また、大学等には様々な態様や特色があり、我が国唯一の研究や小規模ながらも特徴のある研究を行っている大学等は全国各地にある。このような大学等においても、これらの研究を世界レベルのものとして発展させるべく、その特徴を伸ばしていく学術研究推進戦略を構築することが必要となる。各大学等の自主的な判断により、各大学等が既に多くの大学等で取り組まれている研究分野ではなく、大学等の個性・特色が発揮でき、今後将来性のある分野や、学際的・学融合的分野の研究を推進していくことが、我が国全体としての学術研究の多様性確保につながるものとなる。
学術研究推進戦略は、各大学等の研究者あるいは研究者組織の意欲と能力を最大限発揮させるための研究環境の整備を目的とし、各大学等が自らの人的・物的資源を効果的・効率的に配分するための指針としてのみならず、学外に対して、大学等としての学術研究推進の考え方を明確に表明し、理解と支援を得るためのものとして策定されることが適当である。
国立大学法人・大学共同利用機関法人にあっては、法令の規定に基づき、研究を含めた法人全体の運営について中期目標・中期計画が策定されているが、学術研究推進戦略はこれを研究面に特化して、より整理・具体化するものとして検討されることが適当である。将来的には、次期中期目標・中期計画に学術研究推進戦略の考え方が反映されるよう検討することが求められる。
また、公立大学にあっても、設置者である地方公共団体等の判断に基づき、学術研究推進について検討をすることが求められる。
さらに、私立大学では、既に研究目標や理念・精神等を様々な形で明らかにしている例もあるが、学術研究推進のため、より具体的な戦略を持つことが期待される。
学術研究推進戦略を構築する上では、これまでの科学技術・学術審議会等の審議結果を踏まえ、まず各大学等において、全国的な研究分野の動向を勘案しつつ、それぞれの大学等の持つ人的・物的な研究資源の現状等について自己分析した上で、自らの持つ優れた研究、若しくは特徴的な研究をどう発展させるかについての長期的なビジョンを検討することが必要となる。
そしてこのビジョンを踏まえた研究者及び研究支援者を活かす「人材・組織戦略」、様々な研究資金の確保とその効率的・効果的な運用を図る「研究資金戦略」、インフラストラクチュア整備のための「研究基盤戦略」の3つの戦略については特に綿密に検討しておくことが必要となる。
学術研究推進戦略は、各大学等の実情に合わせて構築されるべきものであり、特定の形式・スタイルが想定されるものではないが、その根幹となる「人材・組織戦略」「研究資金戦略」「研究基盤戦略」について考慮されるべき主な観点を挙げると、次のとおりとなる。なお、戦略構築に当たっては、学長・機構長のリーダーシップの下、関係者による戦略検討のための「場」の設定が重要である。

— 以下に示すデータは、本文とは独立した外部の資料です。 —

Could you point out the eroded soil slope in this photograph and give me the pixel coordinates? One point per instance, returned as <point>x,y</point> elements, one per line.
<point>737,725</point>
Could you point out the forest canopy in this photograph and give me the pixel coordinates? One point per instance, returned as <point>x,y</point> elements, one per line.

さらに、学長等の任務は大学運営全般にわたることから、補佐する研究担当理事などの一層の活躍が重要である。
個々の研究者の持つ意欲と能力を最大限発揮できるようにするという観点から、研究者組織をどう維持し、活性化するかという視点に立った採用・人事方針の策定が必要となる。その際、今後のキャリアパスについての研究者本人の希望や適性を踏まえた柔軟な勤務形態の選択を可能とすることによって、研究者及び大学等にとっても適材適所な人事体系をつくることが理想となる。
研究者組織が多様化することは、様々な刺激をもたらし、研究環境を活性化するものであることに留意し、研究者の年齢構成や他機関での経験を考慮した採用、若手研究者のポストの確保、女性研究者の積極的な登用、優れた高年齢研究者の活用、外国人研究者の受け入れ、国内外の大学等、公的研究機関、産業界等との人事交流の推進が重要である。
さらに、様々な人事制度を導入するに当たっては、導入に伴う諸制度や処遇、例えば、任期制等の雇用形態、年俸制等の給与体系、特に優れた研究者を招聘する際の待遇基準等もあらかじめ考慮しておくことが求められる。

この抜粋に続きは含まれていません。